Since the autolytic processes that occur during the cultivation of S. pneumoniae and after its completion do not completely destroy PG, part of the KPS remains associated with it, and therefore an additional amount of m-KPS can be obtained using a deamination reaction from bacterial cells of S. pneumoniae isolated after removal of the supercellular fluid by centrifugation (i.e. from the cell mass isolated at stage II). To do this, deamination of bacterial cells (i.e. the resulting cell mass) is carried out, followed by removal of the insoluble component by centrifugation and isolation from the supernatant using diafiltration additional amount of the target product (m-CPS).

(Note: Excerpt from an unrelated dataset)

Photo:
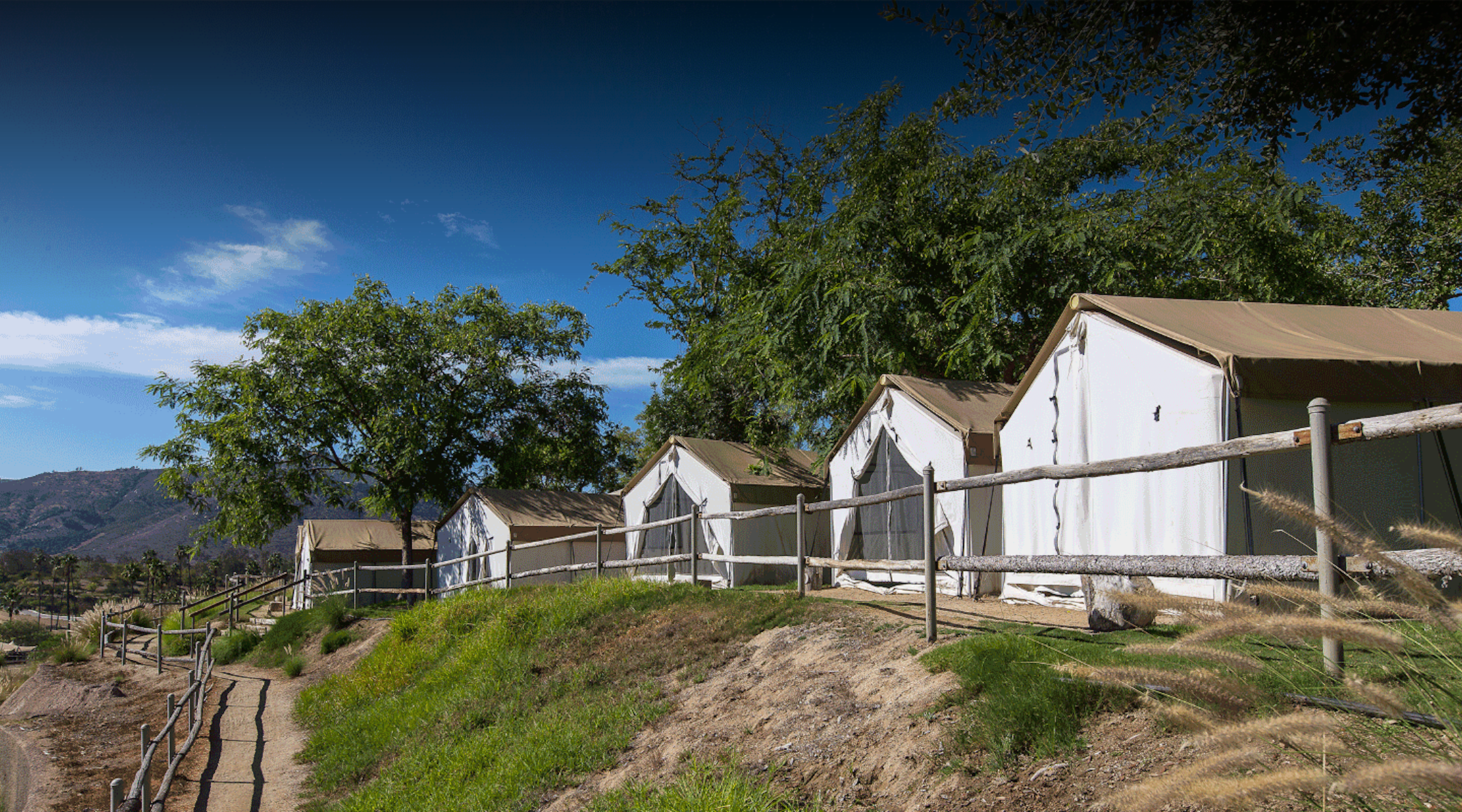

The resulting m-CPS after ultrafiltration do not contain OPAP and do not require additional purification from proteins and nucleic acids (see Example 3).

As mentioned above, during the cultivation of S. pneumoniae and after its completion in the process of cell sterilization after cultivation, lysis of microorganisms occurs, accompanied by the destruction of the cell wall PG with the help of released autolytic enzymes and the formation of a “bioconjugate.” Thus, part of the “bioconjugate” ends up in the supracellular fluid, and the other part remains in the composition of unlysed or partially lysed bacterial cells. From the sediment of such native and half-destroyed bacterial cells obtained after centrifugation, an additional amount of m-CPS can be obtained using a deamination reaction occurring in a heterogeneous phase. To do this, the resulting cell pellet is washed and then suspended with water. A 10-50% aqueous solution of acetic acid is added to the resulting suspension with stirring, and then a 3-8% aqueous solution of sodium nitrite is added. The resulting reaction mixture is stirred for 0.5-2 hours at a temperature of 4 - 25°C, after which it is diluted with water and centrifuged. The resulting supernatant is neutralized with an aqueous solution of an inorganic base selected from NaOH, KOH, NH ₄ OH, or, preferably, solid NaHCO ₃ . Next, the resulting solution is dialized or diafiltrated, followed by lyophilization to obtain m-CPS (compounds of general formula (I)).

In some particular embodiments, to obtain m-CPS from a cell mass, 20 g of wet cell pellet is suspended in 100-300 ml of deionized water (preferably 200 ml of deionized water), centrifuged, and the resulting pellet is processed again in the manner described above. The washed sediment is suspended in 10 - 30 ml of deionized water (preferably 20 ml of deionized water), 15 - 45 ml (in the most preferred embodiment, 30 ml) of acetic acid solution with a concentration of 10 to 50 wt % is added to the resulting suspension with stirring. in the most preferred embodiment, 30 wt%) and then 15 to 45 ml (in the most preferred embodiment, 30 ml) of an aqueous solution of sodium nitrite with a concentration of from 3 to 8 wt% (in the most preferred embodiment, 5 wt%). After 0.5 - 2 hours (in the most preferred embodiment, 1 hour) of stirring at a temperature of 4 - 25°C (in the most preferred embodiment, 20°C), the reaction mixture is diluted 3 times with deionized water and centrifuged. The supernatant is neutralized with an aqueous solution of an inorganic base (NaOH, KOH, NH ₄ OH), or, preferably, solid NaHCO ₃ . The resulting solution is further dialyzed against deionized water or subjected to diafiltration using a membrane with a cut-off limit of 10 kDa, 20 kDa, 50 kDa or 100 kDa depending on the molecular weight of the resulting m-KPS and the resulting aqueous solution is lyophilized.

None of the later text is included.